Am wanting to replace my rear surround speakers to match the rest of my speakers. I like the in-celling kind. My budget would be under $150, I know its not much. For room size you can look here I did a google scketup of it, its a about 8x12.

http://www.hometheatershack.com/for...first-theater-room-3300-spent.html#post596736

Any infomation pros/cons and/or opinions would be great.

Currently have a 7.1 setup
Harman/Kardon AVR2650
Polk RTi8 Fronts
Polk RC55i surrounds
Bose VCS-10 Center speaker (will be replacing with a Polk Audio CSiA6 in the near future)
Bose 161 2.5 Bookshelf speakers backs (ones I want to replace)
Polk PSW111 10” Sub


I was thinking between these two 

Polk Audio RC80i 2-Way In-Ceiling Speakers for $145

http://www.amazon.com/Polk-Audio-RC...d=1363293496&sr=8-1&keywords=Polk+Audio+RC80i

or these

Polk Audio RC60i In-Ceiling / In-Wall Speakers for $69.28 (which seem like a great price)

http://www.amazon.com/Polk-Audio-RC...id=1363356358&sr=1-1&keywords=Polk+Audio+RC60

thanks


----------



## tesseract (Aug 9, 2010)

It says that the RC80i is timbre matched to the RTi series.
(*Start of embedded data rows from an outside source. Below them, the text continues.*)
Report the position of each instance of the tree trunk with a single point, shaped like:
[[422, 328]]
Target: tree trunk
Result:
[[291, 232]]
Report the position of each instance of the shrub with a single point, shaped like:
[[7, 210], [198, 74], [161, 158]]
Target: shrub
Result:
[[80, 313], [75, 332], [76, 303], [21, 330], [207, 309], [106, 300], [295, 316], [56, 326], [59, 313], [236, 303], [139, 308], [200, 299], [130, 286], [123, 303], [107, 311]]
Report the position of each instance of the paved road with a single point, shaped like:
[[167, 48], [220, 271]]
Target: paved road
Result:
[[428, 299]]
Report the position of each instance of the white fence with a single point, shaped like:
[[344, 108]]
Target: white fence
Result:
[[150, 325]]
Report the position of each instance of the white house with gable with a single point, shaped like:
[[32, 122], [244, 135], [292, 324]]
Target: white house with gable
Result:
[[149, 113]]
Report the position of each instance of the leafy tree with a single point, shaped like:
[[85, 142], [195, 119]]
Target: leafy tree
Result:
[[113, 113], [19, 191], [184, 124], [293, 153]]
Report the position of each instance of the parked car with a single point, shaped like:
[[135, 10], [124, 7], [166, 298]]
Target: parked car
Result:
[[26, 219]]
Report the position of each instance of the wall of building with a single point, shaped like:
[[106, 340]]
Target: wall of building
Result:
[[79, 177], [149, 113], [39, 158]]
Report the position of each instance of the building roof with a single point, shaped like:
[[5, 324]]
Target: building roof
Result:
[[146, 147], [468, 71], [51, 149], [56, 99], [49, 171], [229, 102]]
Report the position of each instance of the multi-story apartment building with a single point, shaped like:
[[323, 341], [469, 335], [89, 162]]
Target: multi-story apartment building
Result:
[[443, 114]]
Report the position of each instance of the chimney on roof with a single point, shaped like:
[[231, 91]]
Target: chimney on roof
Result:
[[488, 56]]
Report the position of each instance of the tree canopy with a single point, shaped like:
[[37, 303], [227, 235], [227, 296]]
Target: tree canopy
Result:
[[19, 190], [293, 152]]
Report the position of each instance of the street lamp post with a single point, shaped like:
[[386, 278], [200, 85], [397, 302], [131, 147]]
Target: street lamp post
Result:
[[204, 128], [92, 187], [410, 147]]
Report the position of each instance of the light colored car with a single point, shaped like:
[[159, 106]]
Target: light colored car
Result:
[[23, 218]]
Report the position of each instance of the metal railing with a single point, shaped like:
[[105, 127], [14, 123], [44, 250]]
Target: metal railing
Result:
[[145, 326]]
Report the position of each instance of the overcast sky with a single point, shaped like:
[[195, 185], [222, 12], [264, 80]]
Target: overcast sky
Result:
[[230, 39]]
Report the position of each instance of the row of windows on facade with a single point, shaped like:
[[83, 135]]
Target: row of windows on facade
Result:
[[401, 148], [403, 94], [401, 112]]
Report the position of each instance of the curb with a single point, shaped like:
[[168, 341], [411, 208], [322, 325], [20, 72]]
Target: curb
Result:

This would compliment your mains the best, I think.


----------



## jrnelson91 (Jan 22, 2013)

tesseract said:


> It says that the RC80i is timbre matched to the RTi series. This would compliment your mains the best, I think.


Thanks, am thinking RC80i will be the better choice too.


----------